Editions - Le Castor Astral
Collection - Escales des Lettres
158 pages
2011
« Ne pas désespérer, même de ce
que tu ne désespères pas,
voilà exactement ce qui s’appelle vivre. »
Franz Kafka
Il
y a des livres comme cela, on ne sait pourquoi, ils mettent du temps pour venir
à soi. Et puis un jour comme une évidence, un souffle tourne la première page
et on se sent comme aspiré dans un violent tourbillon.
Ce
roman contient 8 récits.
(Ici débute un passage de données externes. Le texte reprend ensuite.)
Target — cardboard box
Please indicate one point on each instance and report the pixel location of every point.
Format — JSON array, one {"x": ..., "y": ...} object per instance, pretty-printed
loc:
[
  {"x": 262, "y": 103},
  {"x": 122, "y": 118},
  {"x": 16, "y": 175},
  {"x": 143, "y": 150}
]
Des nouvelles entre réalité et imaginaire qui nous
sont portées par ce vent de Patagonie. Si
vous ne connaissez pas la violence de ces rafales du Grand Sud, sachez que les
nouvelles sont à leurs images. Selon la légende, le Williwaw peut être aussi
doux qu’il peut vous rendre fou et balance les hommes de la Terre de Feu entre
raison et folie.
Huit
tranches de vie portées par huit humeurs différentes, huit vents différents.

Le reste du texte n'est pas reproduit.